Borealis
Various venues, Bergen, Norway
The theme of this year’s Borealis festival was Alchemy, and alchemical transmutation took various forms through a brilliantly conceived and executed programme. The cost of the Splitter ensemble and staging for François Sarhan’s new work The Last Lighthouse Keepers meant that there were fewer events. But it continued to attract a strikingly young audience.
The programme opened with Free Exercise by Marina Rosenfeld, written for Bergen’s Kunsthall, with a Norwegian naval band plus Karin Hellqvist (violin) and Heloisa Amaral (piano). The players’ motivic rhythmic exercises were meant to cross four exhibition rooms, but an errant conductor went off script, segregating musicians and disrupting the performance’s unity. No such problems elsewhere. Pianist Ian Pace performed Alistair Zaldua’s Spogyria, its title a compound of alchemical concepts. The composer translated alchemical texts into notated music – binding musical material, piano action and resonance. The piece set Pace’s virtuosity against holding patters of resonance, in a stuttering, distended, gargantuan performance.
Laimonas Puisy’s surrealist film, inspired by Soviet director Lev Kuleshov, juxtaposed footage from Intolerance, Battleship Potemkin and Man With a Movie Camera, with live music from Ensemble Avgarde that moved from ambient to vaudeville. There was more surrealism the following evening at the United Sardine Factories, with François Sarhan’s The Last Lighthouse Keeper for pianist, percussionist, Foley artist and actor. The audience sat on the floor, in the centre, while the beam of an imaginary lighthouse switched on and off. Voices doubled instruments and a cartoonish stage design was mobilised and finally destroyed.
Liv Kristin Holmberg’s Les Ténèbres – “ritualistic music theatre for a church space” – ran through the festival: each performance of this music based on Messiaen’s last organ piece Livre Du Saint Sacrament and Heidegger’s philosophy was for an audience of one. Having booked my slot, I knocked on the Korskirken west door, was blindfolded and led into the church. It was curiously relaxing being made to lie down and wrap up in what felt like a rug, as the strange ceremony came to its climax.

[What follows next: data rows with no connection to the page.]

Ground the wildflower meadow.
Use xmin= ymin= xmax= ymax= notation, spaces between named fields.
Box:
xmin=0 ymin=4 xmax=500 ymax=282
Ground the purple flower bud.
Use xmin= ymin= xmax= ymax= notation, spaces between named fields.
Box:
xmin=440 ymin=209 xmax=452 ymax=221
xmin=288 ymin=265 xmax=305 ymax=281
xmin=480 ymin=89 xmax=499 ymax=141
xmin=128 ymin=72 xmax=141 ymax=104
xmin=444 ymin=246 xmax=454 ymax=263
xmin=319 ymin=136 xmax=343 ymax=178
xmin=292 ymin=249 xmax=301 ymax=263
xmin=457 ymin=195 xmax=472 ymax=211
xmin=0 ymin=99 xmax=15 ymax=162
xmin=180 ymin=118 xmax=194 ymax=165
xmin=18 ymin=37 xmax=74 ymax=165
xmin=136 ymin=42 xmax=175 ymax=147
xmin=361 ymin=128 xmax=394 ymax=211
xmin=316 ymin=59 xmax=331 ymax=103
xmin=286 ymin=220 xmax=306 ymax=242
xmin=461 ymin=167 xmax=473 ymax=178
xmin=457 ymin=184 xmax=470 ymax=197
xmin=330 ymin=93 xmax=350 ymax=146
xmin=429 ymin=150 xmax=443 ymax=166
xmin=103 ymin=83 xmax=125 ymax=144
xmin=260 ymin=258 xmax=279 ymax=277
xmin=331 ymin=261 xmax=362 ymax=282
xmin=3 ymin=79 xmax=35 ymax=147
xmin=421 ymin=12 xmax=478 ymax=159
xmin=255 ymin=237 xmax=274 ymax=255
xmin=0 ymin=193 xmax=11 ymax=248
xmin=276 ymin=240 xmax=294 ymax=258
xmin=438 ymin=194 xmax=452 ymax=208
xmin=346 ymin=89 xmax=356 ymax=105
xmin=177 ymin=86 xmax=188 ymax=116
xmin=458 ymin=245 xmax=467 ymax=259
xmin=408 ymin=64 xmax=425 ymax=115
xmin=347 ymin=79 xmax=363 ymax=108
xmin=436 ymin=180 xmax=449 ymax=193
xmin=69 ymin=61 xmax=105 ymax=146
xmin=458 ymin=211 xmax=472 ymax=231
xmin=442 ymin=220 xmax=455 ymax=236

The festival’s high point, for me, was Fausto Romitelli’s An Index of Metals, the Italian composer’s final work, written in 2003. Romitelli studied spectral techniques at IRCAM in Paris, which he brought together with a passion for psychedelic rock. Index is scored for soprano and 11 amplified instruments. It’s anchored in a reiterated chord from Pink Floyd, heard in a playback, overlaid with vinyl appliqué and glitches. This visceral piece treats sounds as physical objects – glissando is the dominant kind of movement – with a video of Roschach ink tests and op art. The BIT20 chamber ensemble’s performance was totally un-chamberlike, with bass guitar a key element.
Close to Index was Constructing Jungle Books by Øyvind Torvund. The 24 member Splitter Orchestra were dispersed round Bergen Kjøtt, a former meat-processing plant. The Berlin based ensemble featured Axel Dörner on trumpet and Burkhard Beins on percussion, and their instrumental vocalisings fitted seamlessly with bird and animal recordings. Finally a mention for an extended version by Felix Kubin of his Paralektronoia from 2004, a cross between a lecture performance and a live radio piece, which worked tightly with the Borealis theme.